Der richtige Ton,  Im Netz

Musik & Du – 019 – Back in Time

Eine neue Runde von Musik & Du. Das Thema im Juli lautet:

Back in Time

Die großen Sport-Events wie die Olympischen Spiele oder Fußball-Welt- und Europameisterschaften haben oft einen Song, der mit diesem großen Ereignis untrennbar verbunden ist. Sei es nun der offizielle Song oder die Songs, die von Medien und Fans gepusht werden – einer bleibt doch meistens im Kopf zurück.. Beispiele gefällig? One Moment in Time (Whitney Houston, Seoul 1988), Un’estate Italiana (Gianna Nannini, WM Italien 1990), Don’t Look Back In Anger (Oasis, EM England 1996), Love Generation (Bob Sinclair, WM Deutschland 2006), 54, 74, 90, 2010 (Sportfreunde Stiller, WM Südafrika 2010), Freed from Desire a.k.a. Will Griggs on Fire (Gala, EM Frankreich 2016).

So einen Song hatte auch die Europameisterschaft 2000 in Belgien und den Niederlande. Europameister wurde damals Frankreich mit einem 2:1 im Finale gegen Italien, durch ein Golden Goal von David Trezeguet in der Verlängerung. Ich gebe zu, besonders viel blieb von diesem Turnier nicht in Erinnerung, positiv zumindest.

Außer vielleicht diesem Lied, mit dem das ZDF seine Übertragungen untermalte. Warum sie sich dabei ausgerechnet bei einem amerikanischen Künstler bedienten, wird wohl auf ewig ihr Geheimnis bleiben, aber der Song hatte das, was einen guten Fußball-Song auszeichnete. Er war flott, er war positiv, er war eingängig, er war das, was man als Stadionrock bezeichnen kann. Eine echty Hymne einer Band, deren Ansehen irgendwann zu Unrecht ins Negative kippte.
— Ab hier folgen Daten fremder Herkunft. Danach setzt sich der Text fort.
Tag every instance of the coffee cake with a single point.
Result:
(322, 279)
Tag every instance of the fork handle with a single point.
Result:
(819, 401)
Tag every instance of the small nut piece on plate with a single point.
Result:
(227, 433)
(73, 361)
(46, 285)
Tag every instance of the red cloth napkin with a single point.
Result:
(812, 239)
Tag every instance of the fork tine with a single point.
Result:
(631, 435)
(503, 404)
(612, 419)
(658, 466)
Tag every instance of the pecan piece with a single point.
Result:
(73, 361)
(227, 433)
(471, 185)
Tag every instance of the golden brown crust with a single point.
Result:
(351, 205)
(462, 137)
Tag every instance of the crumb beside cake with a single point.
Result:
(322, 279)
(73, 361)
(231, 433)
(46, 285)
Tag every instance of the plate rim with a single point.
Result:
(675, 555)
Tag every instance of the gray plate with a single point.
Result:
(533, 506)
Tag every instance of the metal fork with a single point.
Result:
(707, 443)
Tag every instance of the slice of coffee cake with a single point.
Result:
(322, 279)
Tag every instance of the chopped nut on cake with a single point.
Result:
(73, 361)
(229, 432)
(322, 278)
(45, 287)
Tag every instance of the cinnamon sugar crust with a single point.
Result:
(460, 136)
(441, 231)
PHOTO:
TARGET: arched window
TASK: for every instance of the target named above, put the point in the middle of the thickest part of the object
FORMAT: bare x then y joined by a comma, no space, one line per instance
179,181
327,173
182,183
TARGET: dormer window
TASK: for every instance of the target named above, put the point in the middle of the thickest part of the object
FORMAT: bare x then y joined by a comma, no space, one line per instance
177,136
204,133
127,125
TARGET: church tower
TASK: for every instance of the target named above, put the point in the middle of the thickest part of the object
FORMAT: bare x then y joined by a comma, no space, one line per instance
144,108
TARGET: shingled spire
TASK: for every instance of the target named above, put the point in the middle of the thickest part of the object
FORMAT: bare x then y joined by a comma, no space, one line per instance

Es war Bon Jovi mit It’s My Life. Und wie könnte man dazu auch nicht lauthals mitsingen?

It’s my life, It’s now or never. I ain’t gonna live forever, I just want to live while I’m alive, It’s my life. My heart is like an open highway, like Frankie said: I did it my way, I just wanna live while I’m alive – It’s my life!

Mit diesem Song kamen Bon Jovi in Deutschland auf Platz 2 der Charts und auf die 1 in Österreich und der Schweiz. Dem deutschen Team brachte er nicht so viel Glück. Unter Erich Ribbeck langte es nur zu einem Unentscheiden und zwei Niederlagen in der Gruppenphase. Negativer Höhepunkt war dabei das 0:3 im letzten Gruppenspiel gegen die B-Elf von Portugal, mit der sich la Mannschaft um Kahn, Matthäus, Deisler, Scholl und Rink aus dem Turnier verabschiedeten. Gruselig.